Tuesday, Dec. 22, 1998 | 10:38 a.m.

This is a tale of Christmas shopping, which is to say it's a tale of madness and greed; a tale of people wantonly abandoning commonly held principles of good behavior; a tale of the one class of people we routinely exempt from our holiday cheer, the retail worker; but mostly it's a tale of the overpowering hold exerted on otherwise decent human beings by a stupid hairy toy.

It involves a nice woman named Lynn (not her real name), a seasonal worker at Famous Toy Store (not its real name). On the day in question, Lynn was caretaker of that most valuable of commodities, a stash of Furbies. Two cases of them underneath the counter of her customer-service booth, to be handed out as people asked for them. She hoped no one would ask.

As you know, Furbies are this year's Cabbage Patch Kids and Tickle Me Elmo, which means they might as well be made of solid gold components and spout can't-miss investment tips, judging from the behavior they inspire.

Lynn's adventure stared with one customer who must have spied the boxes. "He had a smile on his face," Lynn recalls. "He said, 'You have any Furbies?' I really didn't even want to hand it to him." She knew what would happen; a Furby in the open is an idiot magnet. "Everyone at the cash register started picking up on it. By the time I handed out the third one, people coming in the door saw them, too."

And then?

"Then we had the craze going," Lynn says.

Ah, the craze. You have to understand the hardcore Furby hunter. In search of the rare and wily Furby, they visit Famous Toy Store three or four times a day, hoping to catch a shipment as it arrives. Hundreds of them call the story daily. When they walk in, Lynn says, "Hello." They respond, "Got Furbies?" They don't like taking no for an answer.

Lynn's seen the craze before. She saw a heaving, pressing crowd demanding Furbies at a Wal-Mart the day after Thanksgiving. "It was too much for me to grasp," she says. "Adults doing this nasty growl-fight thing is disgusting to me." At Famous Toy Store, she once saw a mother look on approvingly as her teenage daughter grabbed a Furby from a woman's hand.

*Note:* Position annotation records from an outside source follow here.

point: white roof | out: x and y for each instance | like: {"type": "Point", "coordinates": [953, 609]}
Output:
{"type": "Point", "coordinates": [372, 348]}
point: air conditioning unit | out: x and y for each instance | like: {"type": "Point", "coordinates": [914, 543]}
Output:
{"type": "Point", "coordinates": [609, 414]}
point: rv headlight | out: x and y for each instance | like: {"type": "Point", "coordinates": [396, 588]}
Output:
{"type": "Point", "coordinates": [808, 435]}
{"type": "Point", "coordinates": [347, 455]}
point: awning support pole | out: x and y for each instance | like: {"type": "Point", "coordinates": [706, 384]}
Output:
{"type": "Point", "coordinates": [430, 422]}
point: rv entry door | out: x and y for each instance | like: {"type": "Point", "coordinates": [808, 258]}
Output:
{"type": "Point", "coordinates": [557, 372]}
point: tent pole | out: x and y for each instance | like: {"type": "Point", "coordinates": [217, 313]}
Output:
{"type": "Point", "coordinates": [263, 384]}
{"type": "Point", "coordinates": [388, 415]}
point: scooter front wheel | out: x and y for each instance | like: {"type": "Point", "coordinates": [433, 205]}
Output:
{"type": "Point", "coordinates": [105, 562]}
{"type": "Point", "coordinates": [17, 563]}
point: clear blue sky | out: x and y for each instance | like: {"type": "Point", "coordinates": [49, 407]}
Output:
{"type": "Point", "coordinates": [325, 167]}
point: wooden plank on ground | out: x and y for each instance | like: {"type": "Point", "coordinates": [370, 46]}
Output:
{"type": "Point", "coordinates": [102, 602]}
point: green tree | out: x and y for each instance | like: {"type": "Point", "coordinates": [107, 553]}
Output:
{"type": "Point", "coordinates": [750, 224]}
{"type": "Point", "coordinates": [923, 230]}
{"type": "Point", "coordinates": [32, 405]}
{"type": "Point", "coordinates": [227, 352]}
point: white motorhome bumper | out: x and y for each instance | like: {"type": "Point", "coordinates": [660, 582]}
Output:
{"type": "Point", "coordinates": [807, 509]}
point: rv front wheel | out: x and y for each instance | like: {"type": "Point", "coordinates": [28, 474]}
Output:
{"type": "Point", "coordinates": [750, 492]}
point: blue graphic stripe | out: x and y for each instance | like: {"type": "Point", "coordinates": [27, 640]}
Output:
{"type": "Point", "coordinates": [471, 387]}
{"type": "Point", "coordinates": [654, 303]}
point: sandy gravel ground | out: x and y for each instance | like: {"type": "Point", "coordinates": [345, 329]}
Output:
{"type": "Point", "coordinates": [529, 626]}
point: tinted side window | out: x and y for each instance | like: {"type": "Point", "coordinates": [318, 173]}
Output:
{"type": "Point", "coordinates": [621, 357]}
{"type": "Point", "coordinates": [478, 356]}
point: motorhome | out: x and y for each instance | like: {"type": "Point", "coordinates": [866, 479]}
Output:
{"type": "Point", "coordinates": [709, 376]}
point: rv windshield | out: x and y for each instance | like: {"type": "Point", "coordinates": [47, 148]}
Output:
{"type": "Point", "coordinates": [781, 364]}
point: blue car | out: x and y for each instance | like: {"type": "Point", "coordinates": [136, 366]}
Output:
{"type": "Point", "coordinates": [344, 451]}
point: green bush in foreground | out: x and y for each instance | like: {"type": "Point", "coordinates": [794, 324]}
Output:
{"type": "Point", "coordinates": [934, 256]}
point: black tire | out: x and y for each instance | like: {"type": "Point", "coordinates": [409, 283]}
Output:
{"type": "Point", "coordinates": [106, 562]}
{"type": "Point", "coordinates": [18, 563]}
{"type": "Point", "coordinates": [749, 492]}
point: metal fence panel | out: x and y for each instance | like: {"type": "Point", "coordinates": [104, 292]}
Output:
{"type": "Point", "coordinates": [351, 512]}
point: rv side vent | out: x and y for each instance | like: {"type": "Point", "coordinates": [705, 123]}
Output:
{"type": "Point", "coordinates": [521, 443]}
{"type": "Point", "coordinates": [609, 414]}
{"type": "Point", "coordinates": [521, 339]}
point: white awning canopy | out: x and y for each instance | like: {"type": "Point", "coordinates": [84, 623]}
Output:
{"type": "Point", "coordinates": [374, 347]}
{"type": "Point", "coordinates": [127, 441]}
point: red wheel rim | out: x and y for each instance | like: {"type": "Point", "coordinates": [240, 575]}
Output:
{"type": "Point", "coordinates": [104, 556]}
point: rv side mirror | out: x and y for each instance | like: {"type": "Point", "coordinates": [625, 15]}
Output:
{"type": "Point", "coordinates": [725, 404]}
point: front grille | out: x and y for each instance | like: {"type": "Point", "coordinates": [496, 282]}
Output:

This time, though, Lynn was in the middle of the growl-fight thing. A crowd quickly formed and the Furby started flying. "One couple left their baby in the basket so they could both try to get one," Lynn says. She was confronted by a thicket of desperately clutching hands as the buyers shouted color preferences or demanded an exemption to the one-per-customer rule. "I was just handing them to hands," she says.

The craze made the people irrational. A man and a woman each had the color of Furby the other wanted. A simple exchange, no? No. Their heads apparently swelling with the fierce joy of acquiring a Furby and the abject fear of losing it, neither would let go. "I felt like I was about to be in the middle of a fight," Lynn says.

And then the craze subsided -- the boxes were empty. Elapsed time from the first Furby to the last: "Less than five minutes," Lynn says.

And so, let me close by wishing Furby hunters everywhere a Merry Christmas to all and to all a good fight.